In the present crisis we see that consolidation of power accelerating as the number of key financial institutions is reduced and more and more wealth is centrally controlled.
Some people believe that the answer is greater state involvement ('a buy-in') which will lead to a form of public ownership - to the benefit of the public along the lines of the recent UK Government action. I disagree - for several reasons.
1) There is not enough wealth in the world to pay off the enormous debt created. For months the central banks of the world have been creating more and more money out of thin air and it has had no effect. Each time they borrow money from the money market they simply create more and more of these financial instruments, thus making the debt mountain even bigger! The money is created by central government and handed to private financiers while the tax payers are left with the debt. They are inflating (and devaluing) money
2) The Brown Government initiative has simply shoved us further into the 'brown stuff'! The UK is pumping more money (£500 billion) into this unregulated market, but only a tenth (£50 billion) is directed to banks as shareholding, the rest is going to support those financial instruments. Furthermore those shares will be preference shares which have no voting rights and give no control, they simply attract a dividend (if there is one). When it comes to dealing with private sector corporations the UK government is entirely ineffective.
3) It is the same financiers that created this mess who are in charge of the responses. For example, in the USA the Treasury Secretary is a man called Hank Paulson. He is the ex Chairman and CEO of Goldman Sachs, one of the most aggressive of the voracious Wall Street banks. As Treasury Secretary he now has carte blanche within the US financial sector. If the US adopts the approach of a 'buy-in', he would be in charge of all the USA banks taken into 'public ownership'. By the way he already has the power to take over every bank in the US, without reference to Congress. Like putting that nice wolf in charge of the sheep.
4) The system itself is fundamentally flawed - systemic failure. Therefore, rather than trying to patch it up, we need to ask what it is that we are trying to achieve with our monetary economy and how might we best achieve that goal. That is a big question, for another time!
Given that the financial sector has created these problems (and continues to so do) if we want to help individuals we should recognise that the sector does not work and we can not trust bankers to operate in our interest. There is absolutely no evidence that money given to banks ends up by helping the banks customers (except a tiny, tiny group of billionares).
We have to find a way of getting money to people which by-passes the banks. One solution is that instead of giving £500 thousand million pounds to the banks, a fraction (perhaps £1 thousand million) of that should be used to invigorate the UK Post Office network. (It is currently being reduced in size because it is deemed that the £150m subsidy to rural communities is too much!) The traditional British post office was at the heart of the local community. It was a conduit that enabled the government to channel money to the elderly or poor, and provided many other community building services.

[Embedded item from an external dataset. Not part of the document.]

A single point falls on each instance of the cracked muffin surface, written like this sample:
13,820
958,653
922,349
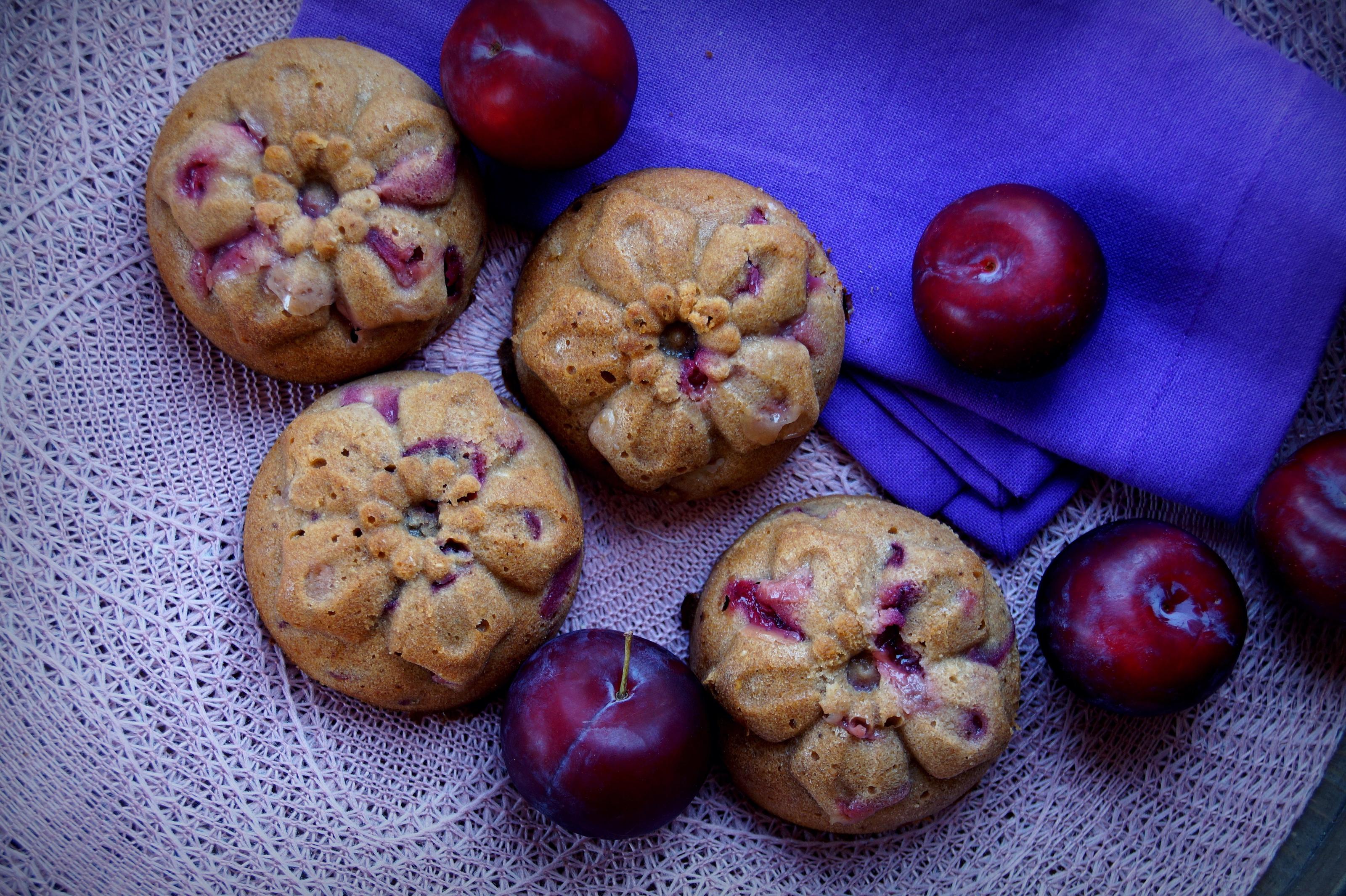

A new form of the National Giro (it was de-regulated and privatised) could be used to help people who are adversely affected by the present crisis. For example, if their savings with Bank X are at risk, then those savings could be transferred to a new post office account; mortgage payment support could be arranged in a similar way. That way funds could be directly channeled to those in need. In the mean time the banks could be left to suffer the consequences of their corrupt practices - and fail publicly.
We need to see the emergence of the Community Company through initiatives like the Grameen Bank and Social Enterprises which demonstrate aspects of the Gift Economy. The gift economy is the real power which underpins the current monetary economy and will eventually be recognised as such.